Em entrevista na Rua Dino Bueno, após o acidente, o major Henguel Ricardo Pereira, do Corpo de Bombeiros, informou que “houve um colapso”. “Parte de uma parede cedeu, de uma residência precária, e vieram a atingir pessoas que estavam nesses cômodos”.

Segundo Pereira, havia várias pessoas no local no momento da demolição. “São habitações coletivas, com vários quartos e vários cômodos. Um ao lado do outro, em condições precárias”, explicou. O local agora será interditado. “O local é bem precário e está em risco. Os moradores terão que sair do local e não tem mais como permanecer aqui”, disse.

Moradores

Revoltados, os moradores da Rua Dino Bueno protestaram no local logo após o acidente. Com uma faixa em que escreveram: “Somos família, não lixo”, eles criticaram a demolição dos prédios, principalmente sem aviso prévio.

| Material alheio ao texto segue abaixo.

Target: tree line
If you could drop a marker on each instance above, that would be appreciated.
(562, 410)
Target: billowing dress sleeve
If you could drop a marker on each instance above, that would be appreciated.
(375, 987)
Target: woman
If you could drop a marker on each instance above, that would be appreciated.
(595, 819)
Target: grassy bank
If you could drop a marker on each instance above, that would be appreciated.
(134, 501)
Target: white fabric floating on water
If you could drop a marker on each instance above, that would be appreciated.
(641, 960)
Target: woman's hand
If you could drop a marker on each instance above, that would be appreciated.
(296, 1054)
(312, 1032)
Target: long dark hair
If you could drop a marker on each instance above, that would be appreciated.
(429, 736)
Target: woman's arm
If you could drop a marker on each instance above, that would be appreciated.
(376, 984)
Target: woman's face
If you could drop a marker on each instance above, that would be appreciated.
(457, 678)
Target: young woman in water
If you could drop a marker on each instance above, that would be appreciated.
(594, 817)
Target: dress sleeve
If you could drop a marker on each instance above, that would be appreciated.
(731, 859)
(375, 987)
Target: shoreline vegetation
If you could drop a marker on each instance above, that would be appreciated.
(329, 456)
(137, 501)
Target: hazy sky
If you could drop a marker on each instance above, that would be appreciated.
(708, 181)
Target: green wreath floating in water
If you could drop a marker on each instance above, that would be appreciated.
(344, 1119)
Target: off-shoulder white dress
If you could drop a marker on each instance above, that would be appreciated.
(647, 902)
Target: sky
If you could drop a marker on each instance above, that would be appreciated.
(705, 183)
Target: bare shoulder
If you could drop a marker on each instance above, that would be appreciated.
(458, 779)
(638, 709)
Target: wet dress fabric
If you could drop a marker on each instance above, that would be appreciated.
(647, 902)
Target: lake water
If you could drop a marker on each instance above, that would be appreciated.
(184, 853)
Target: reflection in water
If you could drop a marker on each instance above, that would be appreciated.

“Não fomos avisados. O que ele [Doria] vai fazer com o pessoal daqui? Ele vai fazer o que com a gente? Era para ele tirar o pessoal da Cracolândia. Usuário, não trabalhador. Somos vítimas do Estado. Chego aqui e meus funcionários estão desesperados. E ele corre para lá. Cadê ele para dar uma solução para a gente?”, questionou Valdete Emiliano, 36 anos, que aluga o imóvel, que segundo ela é um hotel, para várias pessoas.

Valdete diz que os moradores estavam dormindo quando a demolição começou. “Tem fogão, geladeira e tudo. Tinha 20 pessoas, com quartos todos alugados”, disse. “Quero ver o prefeito me ressarcir. Pago água, luz, IPTU e tudo. Como é que ele vem e derruba meu imóvel?”

Rafhael Escobar, do movimento Craco Resiste, criticou a ação da prefeitura na região. “É basicamente isso. Ele está tentando acabar com a Cracolândia não sabendo que a Cracolândia não é um território. São pessoas. Eles querem limpar esse território para especulação imobiliária”, disse.